C’est aujourd’hui dimanche, et la basilique est comble. De croyants sans doute, et peut-être aussi d’agnostiques venus pour admirer Saint Marc, ce qui est une autre forme de la foi.
Nous sommes entrés avec les quelques touristes du dimanche matin ; nous n’avons le droit de visiter que le musée de la basilique et les étages au-dessus de la foule des fidèles. Mais c’est un plaisir rare de marcher à cette hauteur en profitant de la musique et des chants juste sous la voûte illuminée, si proche, si illustrée, si inspirée.
La lumière entre à flots par des ouvertures pourtant médiocres ; mais la mosaïque d’or reflète chaque rayon et lui offre une réverbération inouïe.

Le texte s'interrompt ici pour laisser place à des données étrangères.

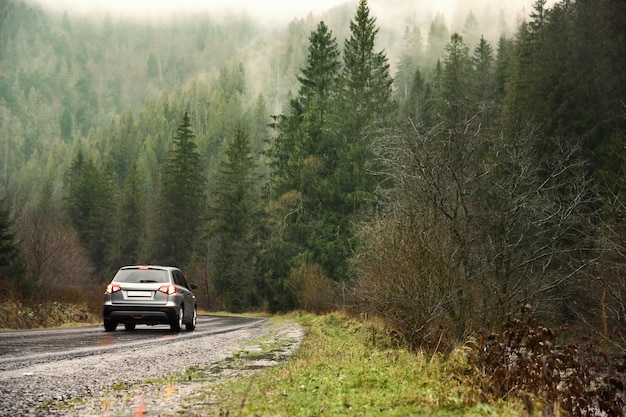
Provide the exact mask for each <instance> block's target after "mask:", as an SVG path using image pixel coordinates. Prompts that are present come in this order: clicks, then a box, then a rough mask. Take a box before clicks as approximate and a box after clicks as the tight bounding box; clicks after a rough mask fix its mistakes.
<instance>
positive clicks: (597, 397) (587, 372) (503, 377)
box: [473, 306, 626, 416]
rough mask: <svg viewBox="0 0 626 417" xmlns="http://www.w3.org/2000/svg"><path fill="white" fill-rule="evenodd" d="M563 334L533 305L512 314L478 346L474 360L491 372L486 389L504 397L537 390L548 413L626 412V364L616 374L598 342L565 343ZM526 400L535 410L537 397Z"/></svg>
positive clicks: (526, 397) (525, 394)
mask: <svg viewBox="0 0 626 417" xmlns="http://www.w3.org/2000/svg"><path fill="white" fill-rule="evenodd" d="M561 330H563V329H561ZM557 336H558V332H557V331H555V330H553V329H550V328H548V327H544V326H542V325H540V324H538V323H536V322H535V321H534V320H533V319H532V315H531V314H530V309H529V308H528V307H527V306H521V308H520V315H519V317H514V316H513V315H511V314H510V315H508V316H507V319H506V322H505V323H504V325H503V329H502V331H501V332H499V333H492V334H490V335H489V336H487V337H484V338H483V339H482V341H481V342H480V343H479V344H478V346H477V348H476V349H475V354H474V356H473V361H474V365H476V366H477V367H478V368H480V369H483V370H484V373H485V375H486V376H487V379H486V380H487V383H486V385H487V386H486V387H483V391H484V392H488V393H490V394H491V395H492V396H493V397H494V398H499V399H510V398H514V397H521V398H524V397H526V398H528V396H529V395H532V396H534V397H535V398H537V399H539V400H541V401H542V402H543V403H544V404H545V407H544V410H543V411H544V415H551V410H552V412H554V410H555V407H558V408H559V409H560V410H562V411H565V412H567V413H569V415H572V416H590V415H607V416H621V415H622V410H623V408H624V406H625V405H626V402H625V401H626V398H625V397H624V381H625V376H626V375H625V374H624V373H623V371H624V369H623V367H622V366H618V367H616V369H617V371H618V372H617V373H610V372H609V371H608V368H607V361H606V358H605V357H604V356H603V355H602V354H601V353H600V352H599V351H598V350H597V344H594V343H591V342H590V341H589V340H587V341H586V344H585V345H574V344H568V345H560V344H558V343H557ZM525 403H526V404H527V408H528V409H529V410H528V411H529V412H532V402H531V401H526V402H525ZM603 413H604V414H603Z"/></svg>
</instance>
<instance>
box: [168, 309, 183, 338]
mask: <svg viewBox="0 0 626 417" xmlns="http://www.w3.org/2000/svg"><path fill="white" fill-rule="evenodd" d="M183 317H185V310H184V309H183V306H180V308H179V309H178V314H176V317H175V318H174V320H172V322H171V323H170V329H172V331H173V332H180V329H181V327H183Z"/></svg>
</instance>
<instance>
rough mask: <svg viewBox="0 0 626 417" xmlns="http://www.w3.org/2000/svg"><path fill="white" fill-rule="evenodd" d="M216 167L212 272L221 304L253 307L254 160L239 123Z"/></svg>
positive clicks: (255, 249)
mask: <svg viewBox="0 0 626 417" xmlns="http://www.w3.org/2000/svg"><path fill="white" fill-rule="evenodd" d="M225 153H226V159H224V160H223V161H222V162H221V163H220V166H219V172H218V174H217V182H216V186H215V190H214V193H213V194H214V196H215V199H214V202H213V205H212V207H211V210H210V215H209V217H210V220H211V221H210V231H209V235H210V239H211V242H212V243H211V248H212V259H211V262H212V264H213V265H214V268H213V271H212V275H213V283H214V286H215V289H216V291H217V295H218V296H219V297H221V298H222V299H223V300H224V304H225V308H226V309H227V310H228V311H232V312H241V311H244V310H246V309H248V308H249V307H257V306H258V304H259V302H258V296H257V288H256V281H255V280H256V278H257V269H256V263H257V262H256V248H257V245H256V235H257V234H256V230H257V228H258V226H257V225H258V217H259V205H258V201H259V196H258V195H257V187H258V186H257V178H256V161H255V158H254V154H253V151H252V146H251V143H250V136H249V135H248V133H247V132H246V130H245V129H244V128H243V126H242V125H239V126H238V127H237V129H236V130H235V133H234V135H233V138H232V141H230V142H228V144H227V148H226V152H225Z"/></svg>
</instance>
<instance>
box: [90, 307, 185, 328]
mask: <svg viewBox="0 0 626 417" xmlns="http://www.w3.org/2000/svg"><path fill="white" fill-rule="evenodd" d="M177 314H178V311H177V308H176V307H173V306H170V307H165V306H161V307H146V306H113V305H105V306H104V308H103V313H102V317H103V318H104V320H111V321H115V322H117V323H136V324H169V323H171V322H173V321H176V320H177Z"/></svg>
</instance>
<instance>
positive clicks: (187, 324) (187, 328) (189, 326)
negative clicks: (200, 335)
mask: <svg viewBox="0 0 626 417" xmlns="http://www.w3.org/2000/svg"><path fill="white" fill-rule="evenodd" d="M197 318H198V311H197V310H196V308H195V307H194V309H193V314H192V315H191V321H190V322H189V323H185V329H187V331H188V332H192V331H194V330H195V329H196V320H197Z"/></svg>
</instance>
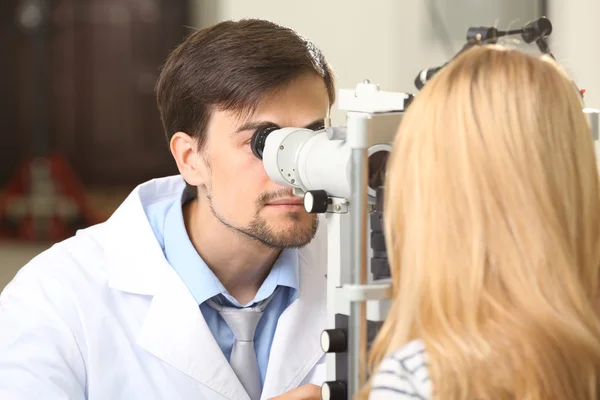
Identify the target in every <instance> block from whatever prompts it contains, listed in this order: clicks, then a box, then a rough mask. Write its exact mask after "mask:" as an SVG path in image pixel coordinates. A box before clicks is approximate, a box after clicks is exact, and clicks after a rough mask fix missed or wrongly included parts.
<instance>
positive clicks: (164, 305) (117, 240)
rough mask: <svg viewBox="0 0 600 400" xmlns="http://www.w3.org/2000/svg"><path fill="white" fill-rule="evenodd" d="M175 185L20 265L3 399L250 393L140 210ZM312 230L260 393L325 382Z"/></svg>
mask: <svg viewBox="0 0 600 400" xmlns="http://www.w3.org/2000/svg"><path fill="white" fill-rule="evenodd" d="M183 185H184V182H183V180H182V179H181V177H179V176H175V177H168V178H161V179H156V180H152V181H150V182H147V183H145V184H143V185H140V186H139V187H138V188H136V189H135V190H134V191H133V192H132V193H131V195H130V196H129V197H128V198H127V199H126V200H125V202H124V203H123V204H122V205H121V206H120V207H119V209H118V210H117V211H116V212H115V213H114V214H113V216H111V218H110V219H109V220H108V221H107V222H105V223H102V224H100V225H97V226H93V227H91V228H88V229H85V230H82V231H80V232H79V233H78V234H77V235H76V236H75V237H73V238H70V239H68V240H66V241H64V242H62V243H59V244H56V245H54V246H53V247H52V248H51V249H49V250H48V251H46V252H44V253H42V254H41V255H39V256H38V257H36V258H35V259H33V260H32V261H31V262H30V263H29V264H27V265H26V266H25V267H24V268H22V269H21V270H20V271H19V273H18V274H17V276H16V277H15V279H14V280H13V281H12V282H11V283H10V284H9V285H8V286H7V287H6V288H5V290H4V291H3V293H2V295H1V297H0V399H2V400H9V399H10V400H12V399H18V400H29V399H31V400H39V399H45V400H48V399H69V400H80V399H92V400H120V399H123V400H125V399H127V400H133V399H143V400H152V399H173V400H175V399H182V400H188V399H189V400H201V399H215V400H216V399H219V400H221V399H235V400H238V399H239V400H245V399H248V395H247V394H246V392H245V391H244V389H243V387H242V385H241V383H240V382H239V380H238V379H237V377H236V376H235V374H234V372H233V370H232V369H231V367H230V366H229V364H228V362H227V360H226V359H225V357H224V356H223V353H222V352H221V349H220V348H219V346H218V345H217V343H216V341H215V339H214V338H213V336H212V334H211V332H210V330H209V328H208V326H207V324H206V322H205V320H204V318H203V317H202V314H201V312H200V310H199V307H198V304H197V302H196V300H194V298H193V297H192V295H191V294H190V292H189V291H188V289H187V287H186V286H185V284H184V283H183V281H182V280H181V279H180V278H179V276H178V275H177V273H176V272H175V271H174V270H173V268H172V267H171V266H170V265H169V264H168V263H167V261H166V259H165V257H164V256H163V252H162V250H161V248H160V246H159V244H158V243H157V241H156V239H155V237H154V234H153V232H152V229H151V227H150V224H149V223H148V220H147V219H146V215H145V214H144V208H143V207H144V206H145V205H147V204H150V203H152V202H155V201H159V200H164V199H167V198H173V200H176V196H177V194H178V193H180V191H181V189H182V187H183ZM320 226H321V228H320V229H319V232H318V234H317V237H316V238H315V239H314V240H313V241H312V242H311V243H310V244H309V245H308V246H306V247H305V248H303V249H301V250H300V294H299V297H298V299H297V300H296V301H294V302H293V303H292V304H291V305H290V306H289V307H288V308H287V309H286V310H285V312H284V313H283V314H282V316H281V318H280V319H279V323H278V325H277V330H276V333H275V337H274V340H273V344H272V348H271V354H270V359H269V365H268V369H267V374H266V378H265V384H264V390H263V395H262V399H268V398H271V397H274V396H277V395H280V394H283V393H285V392H287V391H289V390H291V389H293V388H295V387H298V386H300V385H303V384H305V383H315V384H318V385H320V384H321V383H322V382H323V381H324V379H325V364H324V357H323V353H322V350H321V347H320V343H319V338H320V334H321V331H322V330H323V329H325V324H326V293H325V292H326V282H325V281H326V277H325V274H326V245H327V244H326V233H325V232H324V230H325V229H326V226H325V223H321V224H320ZM0 263H1V261H0Z"/></svg>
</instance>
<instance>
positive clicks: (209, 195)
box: [0, 20, 334, 400]
mask: <svg viewBox="0 0 600 400" xmlns="http://www.w3.org/2000/svg"><path fill="white" fill-rule="evenodd" d="M157 101H158V105H159V109H160V112H161V117H162V121H163V125H164V127H165V131H166V134H167V136H168V139H169V143H170V149H171V152H172V154H173V157H174V159H175V162H176V163H177V166H178V168H179V171H180V175H178V176H173V177H166V178H160V179H155V180H152V181H149V182H146V183H143V184H141V185H140V186H138V187H137V188H136V189H135V190H134V191H133V192H132V193H131V194H130V195H129V197H128V198H127V199H126V200H125V201H124V203H123V204H122V205H121V206H120V207H119V208H118V210H117V211H116V212H115V213H114V214H113V215H112V216H111V217H110V218H109V219H108V220H107V221H106V222H104V223H102V224H100V225H96V226H93V227H90V228H88V229H85V230H82V231H80V232H79V233H78V234H77V235H76V236H75V237H73V238H70V239H68V240H66V241H64V242H61V243H58V244H56V245H54V246H53V247H52V248H50V249H49V250H47V251H45V252H44V253H42V254H41V255H39V256H38V257H36V258H35V259H33V260H32V261H31V262H30V263H28V264H27V265H26V266H24V267H23V268H22V269H21V270H20V271H19V272H18V274H17V275H16V277H15V278H14V279H13V281H12V282H11V283H9V285H8V286H7V287H6V288H5V290H4V291H3V292H2V294H1V296H0V399H3V400H4V399H6V400H9V399H10V400H12V399H17V400H21V399H22V400H39V399H70V400H83V399H98V400H100V399H101V400H105V399H106V400H109V399H110V400H121V399H123V400H124V399H127V400H132V399H144V400H151V399H182V400H201V399H235V400H238V399H239V400H248V399H250V400H258V399H259V398H260V399H270V398H278V399H281V400H283V399H288V400H292V399H317V398H320V397H319V385H321V384H322V382H323V381H324V379H325V365H324V355H323V353H322V350H321V348H320V345H319V337H320V333H321V331H322V330H323V329H325V327H326V326H325V324H326V310H325V305H326V301H325V299H326V293H325V291H326V284H325V279H326V277H325V273H326V242H325V240H326V238H325V232H324V228H325V225H324V224H323V223H322V224H319V221H318V219H317V217H315V216H314V215H310V214H308V213H306V212H305V211H304V209H303V207H302V205H301V204H300V203H299V202H298V200H299V199H297V198H294V197H293V196H292V194H291V191H290V190H289V189H287V188H283V187H280V186H278V185H276V184H275V183H274V182H272V181H271V180H270V179H269V178H268V176H267V175H266V173H265V171H264V169H263V166H262V162H261V161H260V160H259V159H258V158H257V157H256V156H255V155H254V154H253V152H252V150H251V148H250V140H251V138H252V135H253V133H254V132H255V131H256V130H257V129H273V128H277V127H284V126H298V127H308V128H315V129H318V128H320V127H321V126H322V123H323V120H324V117H325V116H326V114H327V112H328V109H329V107H330V106H331V104H333V102H334V85H333V78H332V75H331V72H330V70H329V68H328V66H327V64H326V62H325V60H324V58H323V56H322V54H321V53H320V52H319V51H318V49H316V48H315V47H314V46H313V45H312V44H310V43H309V42H307V41H306V40H305V39H304V38H302V37H300V36H298V35H297V34H295V33H294V32H293V31H291V30H289V29H286V28H284V27H281V26H278V25H275V24H271V23H269V22H267V21H257V20H249V21H239V22H223V23H220V24H217V25H215V26H213V27H210V28H206V29H203V30H200V31H197V32H195V33H194V34H193V35H191V36H190V37H188V38H187V39H186V40H185V41H184V42H183V43H182V44H181V45H180V46H179V47H178V48H177V49H175V50H174V51H173V53H172V54H171V55H170V57H169V59H168V60H167V62H166V64H165V66H164V67H163V69H162V72H161V76H160V78H159V81H158V84H157ZM140 117H142V116H140ZM123 136H124V138H126V136H127V132H123ZM124 140H126V139H124ZM139 145H140V146H143V145H144V143H139ZM131 156H132V157H136V155H135V154H132V155H131ZM107 162H110V160H107ZM215 304H217V305H222V306H225V307H228V309H230V310H233V311H234V312H237V311H238V310H246V311H248V310H250V309H251V308H253V307H258V306H260V307H262V308H264V309H263V311H262V314H260V316H259V319H258V325H257V326H256V327H255V334H254V341H253V342H251V339H249V341H247V343H251V346H252V347H250V348H253V349H254V353H255V356H254V358H252V359H250V358H247V359H244V363H245V364H244V366H245V365H247V366H248V368H247V369H248V371H249V370H250V369H252V367H253V366H255V367H256V368H254V370H253V372H252V374H254V375H252V374H250V375H251V376H254V378H247V375H248V374H247V373H248V371H245V370H244V369H243V368H242V369H240V365H239V363H237V361H236V366H235V368H234V359H237V358H236V357H232V353H233V352H234V351H235V352H239V351H240V348H241V344H240V343H241V342H242V341H243V340H242V339H241V338H236V335H234V333H233V329H232V328H231V326H230V323H229V322H227V321H230V320H226V319H225V318H224V317H223V314H221V313H220V311H219V310H220V309H219V308H218V307H217V306H215ZM237 315H239V314H237ZM244 340H246V339H244ZM236 346H239V347H237V350H236ZM245 348H246V349H248V347H245ZM239 354H241V353H238V355H239ZM244 354H246V355H247V354H248V353H244ZM238 358H239V357H238ZM244 374H246V377H245V378H242V375H244ZM249 379H250V380H252V379H255V381H256V382H254V383H252V382H251V383H248V380H249ZM254 384H256V385H258V387H259V389H258V392H257V391H256V388H255V387H251V386H252V385H254Z"/></svg>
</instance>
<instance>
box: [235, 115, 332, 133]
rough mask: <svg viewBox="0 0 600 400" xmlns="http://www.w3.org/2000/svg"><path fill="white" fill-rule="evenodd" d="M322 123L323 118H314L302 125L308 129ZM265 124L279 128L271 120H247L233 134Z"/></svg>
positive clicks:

Il ya là, dans les courbures circulaires du plafond, quelques personnages bleus et carmin ; on a semé à leurs pieds des lignes de latin pour édifier ceux qui savaient lire. Mais partout l’or flambe – c’est le fond de toutes ces images, c’est le fond de toutes choses. La lumière qui vient de partout nous égare et nous plonge dans une ivresse.
La Sérénissime a construit sa fortune sur le commerce, mais aussi sur la violence. Elle ne s’est jamais embarrassée de scrupules ou de remords. Elle a volé, confisqué, partout où cela était possible. Après Babylone, après Istanbul, elle a construit par la force un empire auquel nous devons beaucoup et qui nous a faits ce que nous sommes.
L’or de sa voûte la plus sacrée n’est pas seulement la plus grande gloire de Venise ; c’est aussi l’élégance, c’est l’esprit, c’est enfin paradoxalement l’humanisme qui nous sont nés de cette richesse.
Nous sommes tous des enfants de Saint Marc.